In the US South, pro-Palestinians face crackdown on campus and in streets
Al Jazeera
Pro-Palestinian protests have spread across the US. In New Orleans, they have faced crackdowns both on and off campus.
New Orleans, Louisiana, US – Student protests against the Israeli war on Gaza have rocked the United States over the past few weeks, prompting a police crackdown on many campuses and more than 2,000 arrests. Students who have set up protest encampments at universities across the country are calling for their institutions to withdraw all investments from firms complicit in Israeli abuses against Palestinians.
While the focus has been on Columbia University in New York and other elite Ivy League institutions, students are also organising for Palestine in the US South. Smaller Southern cities were at the heart of the 1960s civil rights movement, but today, like then, protesters operate in a particularly hostile, even violent environment.

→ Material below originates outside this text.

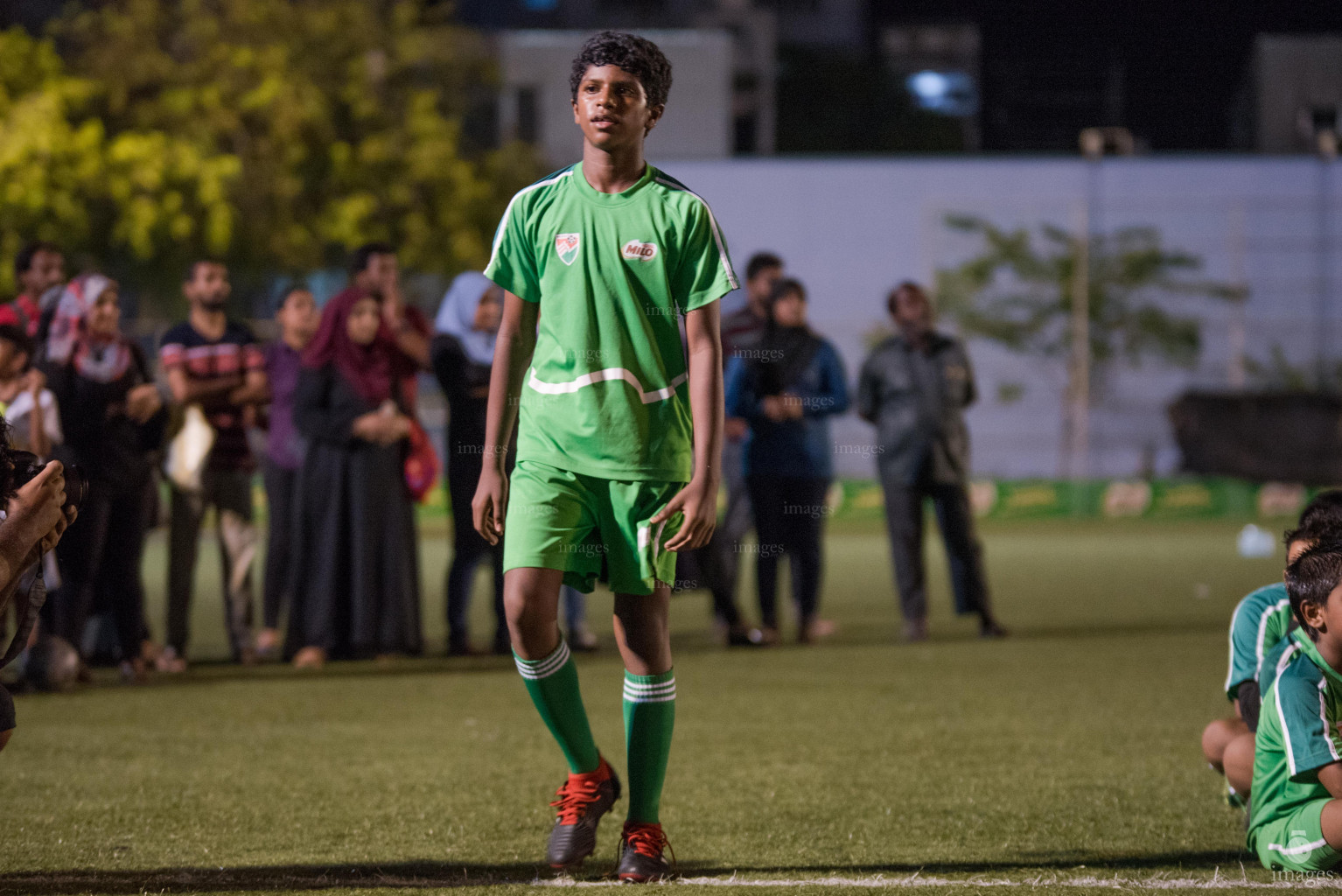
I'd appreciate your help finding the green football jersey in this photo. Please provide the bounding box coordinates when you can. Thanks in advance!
[1226,582,1291,700]
[1248,629,1342,849]
[485,164,738,481]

In New Orleans, the largest city in Louisiana, protests have taken place on university campuses and on the city’s streets.

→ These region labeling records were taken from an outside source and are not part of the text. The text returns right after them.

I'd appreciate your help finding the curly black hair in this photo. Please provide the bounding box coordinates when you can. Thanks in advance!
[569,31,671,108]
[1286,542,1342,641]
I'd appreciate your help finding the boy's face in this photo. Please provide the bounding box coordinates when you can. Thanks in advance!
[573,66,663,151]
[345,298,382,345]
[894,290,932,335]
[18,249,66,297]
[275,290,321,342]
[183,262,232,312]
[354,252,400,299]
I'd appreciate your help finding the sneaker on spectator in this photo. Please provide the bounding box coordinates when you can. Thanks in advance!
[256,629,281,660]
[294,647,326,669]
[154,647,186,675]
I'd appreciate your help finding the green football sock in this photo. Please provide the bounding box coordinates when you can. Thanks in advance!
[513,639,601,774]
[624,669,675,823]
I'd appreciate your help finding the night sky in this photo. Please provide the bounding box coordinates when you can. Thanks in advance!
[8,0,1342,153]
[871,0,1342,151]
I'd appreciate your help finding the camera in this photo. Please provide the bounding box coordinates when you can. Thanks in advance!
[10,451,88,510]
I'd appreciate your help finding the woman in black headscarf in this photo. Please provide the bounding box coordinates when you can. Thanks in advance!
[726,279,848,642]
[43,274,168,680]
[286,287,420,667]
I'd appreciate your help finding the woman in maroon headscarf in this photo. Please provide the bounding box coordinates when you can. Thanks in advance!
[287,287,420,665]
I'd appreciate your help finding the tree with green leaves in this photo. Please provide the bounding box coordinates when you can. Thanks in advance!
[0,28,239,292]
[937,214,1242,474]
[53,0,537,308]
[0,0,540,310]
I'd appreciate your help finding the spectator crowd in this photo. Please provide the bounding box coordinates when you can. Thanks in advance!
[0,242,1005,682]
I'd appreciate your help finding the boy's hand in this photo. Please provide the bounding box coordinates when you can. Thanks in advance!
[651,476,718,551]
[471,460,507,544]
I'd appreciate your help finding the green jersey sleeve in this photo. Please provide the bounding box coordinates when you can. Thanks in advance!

On April 28 for a few hours, the campus encampment movement spilled into the city centre. A few dozen protesters set up green tents in Jackson Square, demanding the city, too, divest from Israel.
This was the first time the encampment movement had spread beyond universities in New Orleans. It signalled a desire on the part of protesters to amplify their message – even before Israel seized control of the Rafah border crossing and intensified its bombing on Monday in preparation for a potentially imminent ground assault on an already devastated area where more than 1.4 million Palestinians, including 600,000 children, are sheltering.